Different terms are used for headache including pain in the head, migraine (which is an actual diagnosis), a pressure in the head and occasionally other complaints such as burning, stinging or crawling feelings.
The neurologist will always want to know when the headache comes and how long it lasts. It is worth writing this down in a diary to present to the doctor.
The part of the head involved may also be very important. The pain may involve the whole head. It may just affect one side of the head and/or face. It may be localised perhaps around the jaw joint or ear or more frequently at the back of the head extending down into the neck. An important site of pain is around the eye. This may be in the eye, around the eye or behind the eye. It is very helpful to write down in your headache diary where you feel the pain.
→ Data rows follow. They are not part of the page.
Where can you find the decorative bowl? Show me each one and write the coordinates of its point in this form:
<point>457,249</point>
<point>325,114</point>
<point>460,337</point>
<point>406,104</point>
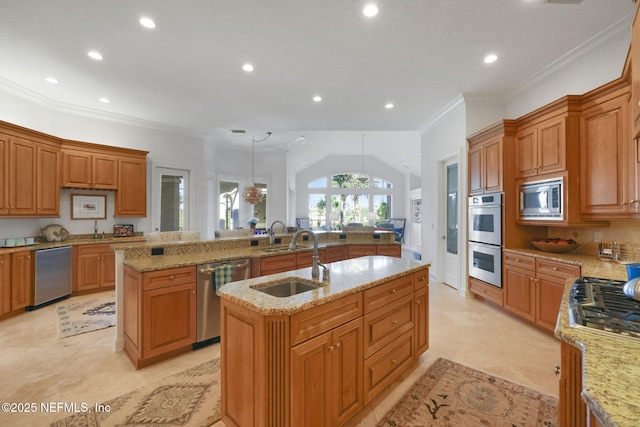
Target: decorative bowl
<point>555,247</point>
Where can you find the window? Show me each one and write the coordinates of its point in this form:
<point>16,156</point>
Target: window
<point>355,198</point>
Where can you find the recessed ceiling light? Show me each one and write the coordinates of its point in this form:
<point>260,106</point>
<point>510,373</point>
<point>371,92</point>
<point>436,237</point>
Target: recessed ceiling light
<point>95,55</point>
<point>370,10</point>
<point>147,22</point>
<point>490,58</point>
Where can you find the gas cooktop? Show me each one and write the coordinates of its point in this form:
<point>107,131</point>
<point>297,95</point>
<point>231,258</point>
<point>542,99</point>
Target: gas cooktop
<point>599,305</point>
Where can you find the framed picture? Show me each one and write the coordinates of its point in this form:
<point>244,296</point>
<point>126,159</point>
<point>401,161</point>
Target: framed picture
<point>84,206</point>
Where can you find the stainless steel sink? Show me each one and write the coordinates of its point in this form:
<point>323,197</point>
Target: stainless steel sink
<point>287,288</point>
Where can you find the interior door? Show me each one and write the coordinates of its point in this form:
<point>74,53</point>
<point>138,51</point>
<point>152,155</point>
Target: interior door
<point>451,205</point>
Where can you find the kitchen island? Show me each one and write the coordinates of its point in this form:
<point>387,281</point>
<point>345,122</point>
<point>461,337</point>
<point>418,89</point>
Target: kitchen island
<point>316,358</point>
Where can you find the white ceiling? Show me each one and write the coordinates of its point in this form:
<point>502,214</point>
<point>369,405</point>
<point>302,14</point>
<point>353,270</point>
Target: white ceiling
<point>418,54</point>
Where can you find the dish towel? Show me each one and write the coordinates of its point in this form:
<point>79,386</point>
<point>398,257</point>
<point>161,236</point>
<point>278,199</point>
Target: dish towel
<point>222,275</point>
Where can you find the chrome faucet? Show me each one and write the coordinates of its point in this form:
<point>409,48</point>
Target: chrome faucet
<point>272,236</point>
<point>315,269</point>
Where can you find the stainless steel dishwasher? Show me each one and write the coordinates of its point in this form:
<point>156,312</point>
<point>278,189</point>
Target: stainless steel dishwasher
<point>208,302</point>
<point>53,276</point>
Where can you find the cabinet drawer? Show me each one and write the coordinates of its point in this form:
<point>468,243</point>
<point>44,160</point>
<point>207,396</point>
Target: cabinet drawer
<point>389,250</point>
<point>361,250</point>
<point>384,366</point>
<point>421,279</point>
<point>522,261</point>
<point>169,277</point>
<point>277,264</point>
<point>335,254</point>
<point>310,323</point>
<point>388,323</point>
<point>382,295</point>
<point>557,269</point>
<point>486,291</point>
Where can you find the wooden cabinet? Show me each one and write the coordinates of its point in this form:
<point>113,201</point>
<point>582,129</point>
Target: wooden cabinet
<point>94,267</point>
<point>5,284</point>
<point>541,149</point>
<point>21,277</point>
<point>318,367</point>
<point>356,251</point>
<point>533,287</point>
<point>608,158</point>
<point>131,196</point>
<point>89,169</point>
<point>333,362</point>
<point>159,313</point>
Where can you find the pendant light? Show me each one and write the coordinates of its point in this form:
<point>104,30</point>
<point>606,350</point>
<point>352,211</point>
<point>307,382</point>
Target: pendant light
<point>363,178</point>
<point>252,194</point>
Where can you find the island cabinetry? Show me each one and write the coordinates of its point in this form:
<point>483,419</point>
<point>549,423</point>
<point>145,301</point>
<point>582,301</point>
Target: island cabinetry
<point>94,267</point>
<point>533,287</point>
<point>159,313</point>
<point>389,250</point>
<point>356,251</point>
<point>608,156</point>
<point>89,169</point>
<point>337,253</point>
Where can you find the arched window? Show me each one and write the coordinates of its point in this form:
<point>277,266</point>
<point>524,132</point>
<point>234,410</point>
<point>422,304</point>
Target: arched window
<point>348,198</point>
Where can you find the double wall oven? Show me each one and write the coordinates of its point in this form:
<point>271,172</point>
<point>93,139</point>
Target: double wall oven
<point>485,238</point>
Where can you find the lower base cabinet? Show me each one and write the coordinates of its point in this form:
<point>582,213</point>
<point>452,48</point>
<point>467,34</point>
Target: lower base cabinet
<point>159,313</point>
<point>319,367</point>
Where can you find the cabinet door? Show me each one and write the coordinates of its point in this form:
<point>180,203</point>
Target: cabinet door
<point>476,182</point>
<point>104,172</point>
<point>20,280</point>
<point>310,382</point>
<point>4,174</point>
<point>48,180</point>
<point>76,169</point>
<point>346,371</point>
<point>549,292</point>
<point>526,147</point>
<point>22,177</point>
<point>519,292</point>
<point>421,323</point>
<point>552,147</point>
<point>169,319</point>
<point>493,165</point>
<point>131,196</point>
<point>603,189</point>
<point>5,284</point>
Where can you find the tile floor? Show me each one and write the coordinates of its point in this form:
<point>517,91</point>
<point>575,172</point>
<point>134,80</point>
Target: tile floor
<point>38,367</point>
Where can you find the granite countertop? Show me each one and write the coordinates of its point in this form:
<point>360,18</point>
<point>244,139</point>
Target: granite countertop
<point>347,277</point>
<point>610,370</point>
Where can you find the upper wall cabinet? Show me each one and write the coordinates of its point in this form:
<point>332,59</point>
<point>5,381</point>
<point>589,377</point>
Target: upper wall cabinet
<point>486,151</point>
<point>29,173</point>
<point>608,156</point>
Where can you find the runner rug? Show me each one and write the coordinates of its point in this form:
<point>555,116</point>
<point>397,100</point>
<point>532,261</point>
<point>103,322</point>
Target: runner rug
<point>190,398</point>
<point>84,316</point>
<point>453,395</point>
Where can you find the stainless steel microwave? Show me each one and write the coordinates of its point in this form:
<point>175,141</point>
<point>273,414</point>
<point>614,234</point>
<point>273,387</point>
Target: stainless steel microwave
<point>541,200</point>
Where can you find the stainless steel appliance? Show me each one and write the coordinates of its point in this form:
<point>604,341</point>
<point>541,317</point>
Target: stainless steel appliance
<point>541,200</point>
<point>208,302</point>
<point>485,238</point>
<point>600,306</point>
<point>53,276</point>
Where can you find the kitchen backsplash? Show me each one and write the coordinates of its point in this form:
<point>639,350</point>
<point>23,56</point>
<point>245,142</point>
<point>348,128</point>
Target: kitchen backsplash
<point>620,231</point>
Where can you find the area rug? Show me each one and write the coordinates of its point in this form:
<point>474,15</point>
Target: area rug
<point>454,395</point>
<point>190,398</point>
<point>89,315</point>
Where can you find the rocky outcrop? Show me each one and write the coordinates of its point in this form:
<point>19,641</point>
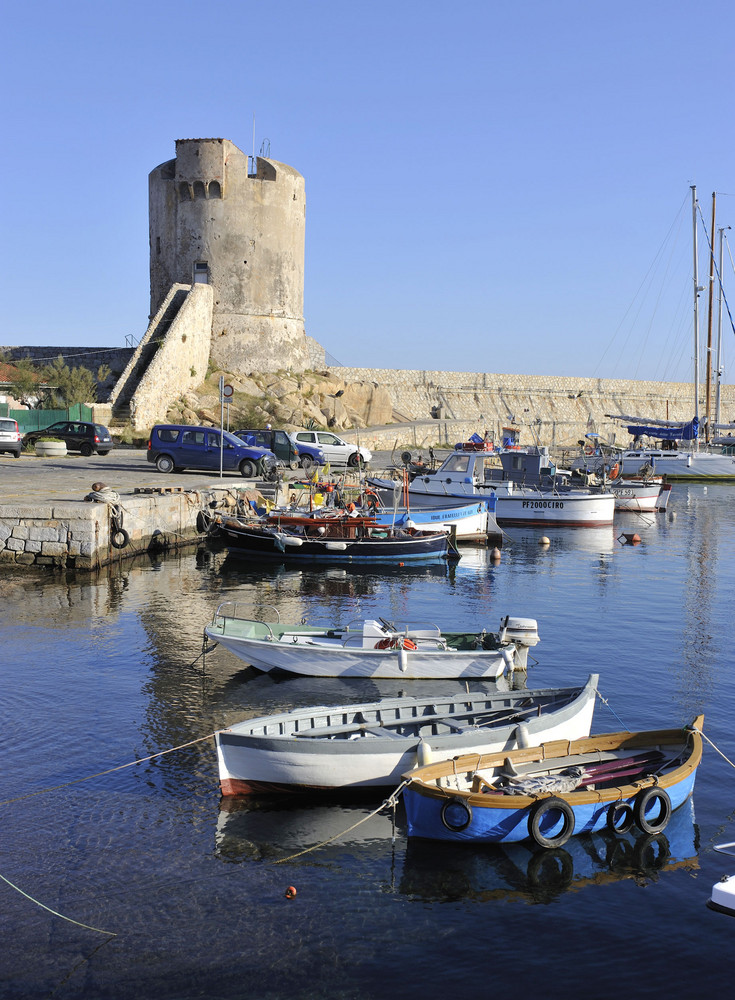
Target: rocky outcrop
<point>287,400</point>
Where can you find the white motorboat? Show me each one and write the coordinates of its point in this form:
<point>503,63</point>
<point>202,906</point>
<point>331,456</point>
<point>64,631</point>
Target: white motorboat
<point>372,745</point>
<point>374,647</point>
<point>549,500</point>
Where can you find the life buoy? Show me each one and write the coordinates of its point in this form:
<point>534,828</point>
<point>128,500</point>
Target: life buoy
<point>541,819</point>
<point>619,817</point>
<point>119,538</point>
<point>645,802</point>
<point>456,814</point>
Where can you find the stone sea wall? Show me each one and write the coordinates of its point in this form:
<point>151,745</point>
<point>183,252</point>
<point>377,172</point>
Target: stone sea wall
<point>77,535</point>
<point>445,406</point>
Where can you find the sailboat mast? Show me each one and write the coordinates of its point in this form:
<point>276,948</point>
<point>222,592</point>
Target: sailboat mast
<point>696,305</point>
<point>718,362</point>
<point>708,397</point>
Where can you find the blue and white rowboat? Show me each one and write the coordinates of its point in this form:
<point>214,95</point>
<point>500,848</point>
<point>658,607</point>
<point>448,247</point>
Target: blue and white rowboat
<point>550,792</point>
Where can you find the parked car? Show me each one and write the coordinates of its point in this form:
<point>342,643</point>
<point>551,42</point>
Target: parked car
<point>283,446</point>
<point>175,447</point>
<point>79,436</point>
<point>10,439</point>
<point>336,451</point>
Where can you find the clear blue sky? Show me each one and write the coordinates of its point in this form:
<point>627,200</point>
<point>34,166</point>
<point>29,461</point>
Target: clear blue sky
<point>490,186</point>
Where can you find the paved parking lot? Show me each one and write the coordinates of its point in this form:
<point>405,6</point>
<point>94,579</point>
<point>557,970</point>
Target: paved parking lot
<point>30,479</point>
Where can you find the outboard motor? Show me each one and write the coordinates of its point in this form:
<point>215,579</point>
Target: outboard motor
<point>523,632</point>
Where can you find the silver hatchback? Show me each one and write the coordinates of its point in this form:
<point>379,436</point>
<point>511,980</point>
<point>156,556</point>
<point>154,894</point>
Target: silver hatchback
<point>10,439</point>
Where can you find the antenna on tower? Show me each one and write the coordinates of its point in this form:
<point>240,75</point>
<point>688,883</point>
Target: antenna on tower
<point>252,162</point>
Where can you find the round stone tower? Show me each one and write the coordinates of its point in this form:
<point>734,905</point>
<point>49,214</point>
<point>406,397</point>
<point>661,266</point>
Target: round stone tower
<point>215,219</point>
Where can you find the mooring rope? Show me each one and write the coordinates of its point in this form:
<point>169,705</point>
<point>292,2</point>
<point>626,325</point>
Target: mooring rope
<point>110,770</point>
<point>607,704</point>
<point>55,912</point>
<point>390,801</point>
<point>714,747</point>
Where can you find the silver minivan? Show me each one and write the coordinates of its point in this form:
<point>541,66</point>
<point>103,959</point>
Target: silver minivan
<point>336,451</point>
<point>10,439</point>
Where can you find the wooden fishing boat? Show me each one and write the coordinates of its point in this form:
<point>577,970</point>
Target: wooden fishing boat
<point>334,539</point>
<point>373,647</point>
<point>560,788</point>
<point>371,745</point>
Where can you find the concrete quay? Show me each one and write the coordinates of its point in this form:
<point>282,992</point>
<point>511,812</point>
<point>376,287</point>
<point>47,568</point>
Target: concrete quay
<point>45,520</point>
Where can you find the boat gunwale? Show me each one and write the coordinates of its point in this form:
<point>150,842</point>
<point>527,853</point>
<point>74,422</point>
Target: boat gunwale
<point>418,780</point>
<point>561,701</point>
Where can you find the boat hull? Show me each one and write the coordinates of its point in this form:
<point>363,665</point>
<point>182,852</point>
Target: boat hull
<point>285,753</point>
<point>504,818</point>
<point>298,658</point>
<point>260,541</point>
<point>468,523</point>
<point>374,648</point>
<point>514,504</point>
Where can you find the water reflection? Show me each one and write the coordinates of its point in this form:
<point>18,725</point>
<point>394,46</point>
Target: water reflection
<point>272,829</point>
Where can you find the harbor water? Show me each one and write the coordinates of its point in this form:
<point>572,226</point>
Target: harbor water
<point>141,882</point>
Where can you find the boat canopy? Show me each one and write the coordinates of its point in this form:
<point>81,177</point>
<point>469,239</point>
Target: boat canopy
<point>664,430</point>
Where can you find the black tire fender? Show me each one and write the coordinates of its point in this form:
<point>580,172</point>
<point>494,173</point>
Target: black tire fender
<point>456,814</point>
<point>542,809</point>
<point>619,817</point>
<point>643,801</point>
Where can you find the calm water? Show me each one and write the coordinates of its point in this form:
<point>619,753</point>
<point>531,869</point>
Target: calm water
<point>99,672</point>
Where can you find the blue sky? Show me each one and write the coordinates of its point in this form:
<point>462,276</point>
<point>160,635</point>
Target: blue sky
<point>490,186</point>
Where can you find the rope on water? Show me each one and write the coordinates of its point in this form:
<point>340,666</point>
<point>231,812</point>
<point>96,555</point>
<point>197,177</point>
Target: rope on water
<point>705,737</point>
<point>390,801</point>
<point>110,770</point>
<point>607,704</point>
<point>55,912</point>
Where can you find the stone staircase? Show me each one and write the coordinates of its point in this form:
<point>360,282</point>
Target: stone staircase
<point>144,354</point>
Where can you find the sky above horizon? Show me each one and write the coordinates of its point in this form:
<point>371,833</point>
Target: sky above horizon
<point>490,187</point>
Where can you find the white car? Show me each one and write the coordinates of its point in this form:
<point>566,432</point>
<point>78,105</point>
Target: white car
<point>336,451</point>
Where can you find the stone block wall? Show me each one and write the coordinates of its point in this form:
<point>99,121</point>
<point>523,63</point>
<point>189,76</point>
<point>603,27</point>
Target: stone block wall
<point>76,535</point>
<point>549,410</point>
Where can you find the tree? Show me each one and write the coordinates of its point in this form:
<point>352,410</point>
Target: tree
<point>68,386</point>
<point>26,384</point>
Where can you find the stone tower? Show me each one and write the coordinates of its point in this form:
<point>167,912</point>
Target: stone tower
<point>214,220</point>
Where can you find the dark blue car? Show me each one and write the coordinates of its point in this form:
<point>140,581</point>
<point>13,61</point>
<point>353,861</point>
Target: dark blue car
<point>175,447</point>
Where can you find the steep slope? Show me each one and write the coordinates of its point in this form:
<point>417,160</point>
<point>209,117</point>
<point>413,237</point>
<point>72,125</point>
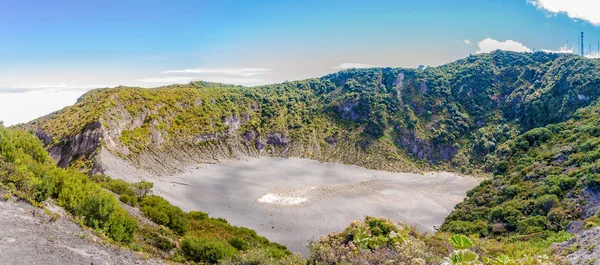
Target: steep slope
<point>28,173</point>
<point>381,118</point>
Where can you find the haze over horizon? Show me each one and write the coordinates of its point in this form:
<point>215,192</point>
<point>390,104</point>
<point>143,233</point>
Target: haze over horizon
<point>53,52</point>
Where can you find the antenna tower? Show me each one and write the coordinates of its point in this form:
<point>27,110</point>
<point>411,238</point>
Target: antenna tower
<point>581,50</point>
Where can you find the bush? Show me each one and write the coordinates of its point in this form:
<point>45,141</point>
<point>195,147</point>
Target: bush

It is useful to record if anything makes the pain worse, such as stress or alcohol. Likewise maybe bending, coughing, straining or sneezing makes the pain increase.
There are a number of what I call "red flags". These are as follows:
Headache for the first time over the age of fifty
Instant onset of severe headache (I mean instant)
Change in the pattern of well established headache
Headache always only on one side
Headache associated with fever, neck stiffness, with or without rash
Headache that wakes during the night or present only first thing in the morning with vomiting
Headache with tender scalp over the age of fifty
Headache with uncontrolled vomiting with or without drowsiness
Each of these situations requires urgent medical attention and referral to a neurologist.
Headache may be associated with other features such as:
The light hurting the eyes (photophobia)
Sound hurting the eyes (phonophobia)
Dislike of smells (osmophobia)
The need to lie down
Loss of appetite
The pain may either be constant or intermittent. It is useful for the doctor to know if the pain is a) throbbing or pulsing, b) a constant pressure feeling, c) sharp and jabbing.